There were not many survivors of the very top brass, and no one seemed to know just what had happened.
Was the Secretary of the C.P., U.S.S.R. behind that terrible brief agony? As he was dead before it was over, there was no way to tell. More than a quarter of a billion lives went into mushroom-shaped clouds, and nearly half of them were Russian, Latvian, Tatar and Kalmuck. The Peace Commission squabbled for a month, until the breakdown of a communications cut them off from their govern-ments and each other; and in that way, for a time, there was peace.

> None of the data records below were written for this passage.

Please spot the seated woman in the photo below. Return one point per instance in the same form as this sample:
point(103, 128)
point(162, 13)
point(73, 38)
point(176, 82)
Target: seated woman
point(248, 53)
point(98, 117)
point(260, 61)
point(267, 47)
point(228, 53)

This was the sort of peace that was left, thought Chandler looking around at the queer faces and queerer sur-roundings, the peace of medieval baronies, cut off from the world, untouched where the rain of fallout had passed by but hardly civilized any more. Even his own home town, trying to take his life in a form of law, reduced at last to torture and exile to cast him out, was not the civilization he had grown up in but something new and ugly.
There was a great deal of talk he did not understand because he could not quite hear it, though they looked at him. Then Guy, with the gun, led him up to the front of the room. They had constructed an improvised platform out of plywood panels resting on squat, heavy boxes that looked like empty ammunition crates. On the dais was a dentist’s chair, bolted to the plywood; and in the chair, strapped in, baby spotlights on steel-tube frames glaring on her, was a girl. She looked at Chandler with regretting eyes but did not speak.